TEMPLE TERRACE — Chuck Matson leans back in his desk chair, bare feet crossed on the brown carpet and suspenders loose on his blue checkered shirt. He begins to describe the photos as they flash across a screen.
A grave shaped like a tree trunk, another covered with shells. Three granite hearts conjoined to connect a family. An etching of a truck in the mountains carved on a headstone.
Matson uses an oxygen machine to help him breathe, but his voice is steady as he tells of how the church by the Oak Tabernacle cemetery is moving, and how his favorite cemetery, the L'Unione Italiano one owned by the Italian Club, takes the best care of its gravestones.
Matson knows cemeteries, everything about them.
In the file cabinet next to his desk are records on every cemetery in Hillsborough County. He uses old county maps to locate those no longer in existence.
He flips through the binders and books that line his desk: a 1940-41 Works Progress Administration survey of veterans' graves, an eight-volume set of Hillsborough County cemeteries 1940-1985.
He has spent five years visiting every cemetery in Hillsborough, digging through obituary archives, photographing headstones and cataloguing the names into an online website.
Matson can't go out to the cemeteries anymore because of his health, so he relies on volunteers to send him photos. He adds them to his database of 130 cemeteries, 119,546 graves, 1,106 obituaries and 42,455 photos of gravestones.
"I'll never finish it. There's too much," he says. "I don't have enough time left."
Matson has a simple explanation for his obsession: He doesn't want to spend his days watching soap operas. After the genealogical community six years ago helped him complete his own family tree, he decided to give back.
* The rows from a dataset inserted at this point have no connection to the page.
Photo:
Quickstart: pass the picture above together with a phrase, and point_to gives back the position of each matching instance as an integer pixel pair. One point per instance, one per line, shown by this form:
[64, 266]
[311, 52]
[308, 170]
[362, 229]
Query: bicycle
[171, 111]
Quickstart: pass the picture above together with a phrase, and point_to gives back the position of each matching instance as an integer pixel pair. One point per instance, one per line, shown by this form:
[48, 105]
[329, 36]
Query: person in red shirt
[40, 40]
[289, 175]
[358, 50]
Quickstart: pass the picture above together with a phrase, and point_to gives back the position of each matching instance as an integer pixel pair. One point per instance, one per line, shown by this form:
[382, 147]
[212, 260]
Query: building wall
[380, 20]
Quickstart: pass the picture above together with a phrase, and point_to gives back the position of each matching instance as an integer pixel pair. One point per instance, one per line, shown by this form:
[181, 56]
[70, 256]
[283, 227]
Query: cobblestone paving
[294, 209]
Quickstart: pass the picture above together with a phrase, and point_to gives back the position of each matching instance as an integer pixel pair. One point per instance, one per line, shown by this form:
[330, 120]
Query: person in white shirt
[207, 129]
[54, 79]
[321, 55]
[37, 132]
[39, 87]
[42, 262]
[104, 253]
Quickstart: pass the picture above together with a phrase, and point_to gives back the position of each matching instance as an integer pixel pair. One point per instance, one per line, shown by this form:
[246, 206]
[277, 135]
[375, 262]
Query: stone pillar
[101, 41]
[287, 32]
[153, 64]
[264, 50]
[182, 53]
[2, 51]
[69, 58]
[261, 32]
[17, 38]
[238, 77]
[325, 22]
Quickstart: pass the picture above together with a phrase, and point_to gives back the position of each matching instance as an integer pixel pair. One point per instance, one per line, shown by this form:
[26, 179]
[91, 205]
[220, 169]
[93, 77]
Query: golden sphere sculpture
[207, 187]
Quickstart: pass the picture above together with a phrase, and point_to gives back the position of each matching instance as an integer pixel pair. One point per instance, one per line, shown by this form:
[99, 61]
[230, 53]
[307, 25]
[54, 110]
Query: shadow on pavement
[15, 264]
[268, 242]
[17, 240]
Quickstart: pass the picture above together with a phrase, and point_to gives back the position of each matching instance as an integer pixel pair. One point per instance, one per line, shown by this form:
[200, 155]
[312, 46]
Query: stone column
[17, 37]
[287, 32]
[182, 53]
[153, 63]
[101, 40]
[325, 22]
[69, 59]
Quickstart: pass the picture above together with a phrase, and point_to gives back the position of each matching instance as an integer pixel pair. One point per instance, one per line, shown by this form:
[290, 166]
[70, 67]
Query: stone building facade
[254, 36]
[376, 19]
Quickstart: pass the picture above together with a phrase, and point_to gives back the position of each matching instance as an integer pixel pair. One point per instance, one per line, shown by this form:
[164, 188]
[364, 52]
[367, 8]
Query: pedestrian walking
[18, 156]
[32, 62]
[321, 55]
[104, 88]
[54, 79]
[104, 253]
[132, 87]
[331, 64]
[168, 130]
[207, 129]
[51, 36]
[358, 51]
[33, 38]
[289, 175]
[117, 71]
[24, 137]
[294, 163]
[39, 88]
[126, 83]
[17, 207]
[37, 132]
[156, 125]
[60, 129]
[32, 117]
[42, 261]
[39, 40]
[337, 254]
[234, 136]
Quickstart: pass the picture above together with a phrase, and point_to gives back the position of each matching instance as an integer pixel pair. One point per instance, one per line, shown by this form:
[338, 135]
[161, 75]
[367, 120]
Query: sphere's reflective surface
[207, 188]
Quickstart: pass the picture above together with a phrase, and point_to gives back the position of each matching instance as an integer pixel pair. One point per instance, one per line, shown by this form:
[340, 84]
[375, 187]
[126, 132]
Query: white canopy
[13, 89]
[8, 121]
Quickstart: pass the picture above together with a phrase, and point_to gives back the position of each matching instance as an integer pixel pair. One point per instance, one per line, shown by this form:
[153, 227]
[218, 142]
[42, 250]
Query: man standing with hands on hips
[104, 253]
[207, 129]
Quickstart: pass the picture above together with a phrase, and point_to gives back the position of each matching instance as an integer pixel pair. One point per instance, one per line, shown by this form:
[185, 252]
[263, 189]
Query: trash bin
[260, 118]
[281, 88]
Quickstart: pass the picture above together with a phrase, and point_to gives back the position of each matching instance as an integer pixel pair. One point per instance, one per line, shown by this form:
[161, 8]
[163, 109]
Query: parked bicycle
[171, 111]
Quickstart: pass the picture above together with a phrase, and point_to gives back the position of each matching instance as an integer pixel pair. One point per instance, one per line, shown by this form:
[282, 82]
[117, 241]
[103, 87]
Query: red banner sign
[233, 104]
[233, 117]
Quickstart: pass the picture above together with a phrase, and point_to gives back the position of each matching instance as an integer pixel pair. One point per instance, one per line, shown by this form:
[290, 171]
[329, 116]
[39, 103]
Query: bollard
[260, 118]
He's now a member of the Random Acts of Genealogical Kindness Society. He posts his expertise as "Hillsborough County obituaries," and people from around the country contact him to find obituaries of their loved ones.
But Matson is worried about the future of some cemeteries in Hillsborough. The government applies a property tax to them that Matson fears could be too much in these tough economic times.
County officials say they don't see a problem. Cemeteries are only taxed on their available plots, says Warren Weathers, Hillsborough's chief deputy property appraiser. So any cemeteries that are full don't pay any taxes.
"It comes down to death and taxes," Weathers says. "You can't tax dead people."
In his 68 years, Matson has done everything from running a construction company to managing an adult entertainment website. Before a bout of pneumonia left Matson tethered to the oxygen machine, he served on the Thonotosassa Chamber of Commerce.
In the 1980s, the board discovered it was the guardian of money designated for the upkeep of the Thonotosassa Cemetery, a small plot with 340 graves. The board turned the money over to the county and Matson forgot about it.
Nearly 25 years later, he was rifling through old papers when he came across information on the cemetery.
"I went out there and one thing led to another," he said.
At first, Matson decided to digitize the Thonotosassa Cemetery by taking pictures of each headstone and researching the families.
"I had gotten so much help doing my own family history that I thought I'd pay back the genealogical community. I had pretty much finished my own, so the more interesting this became," Matson said.
The Thonotosassa Cemetery site is the most extensive because of Matson's connection to the area. He has traced the story of its first inhabitant, a 14-year-old girl who died in 1855 from a rattlesnake bite, back to when her family left Georgia in a wagon to come live in Florida.
He's followed land deed records to discover the Civil War generals who owned the land before donating it to Hillsborough County.
Matson says he sometimes spends 10 to 12 hours a day researching obituaries and cataloguing cemeteries.
"I've been known to wake up in the middle of the night to work on things," Matson said. "Time doesn't have much meaning. Something catches my attention, and I get absorbed."
Matson already has his burial site reserved in Sunset Memory Gardens in Thonotosassa. But until the time comes for him to make his final visit to a cemetery, he will continue his eternal task of cataloguing the dead of Hillsborough County.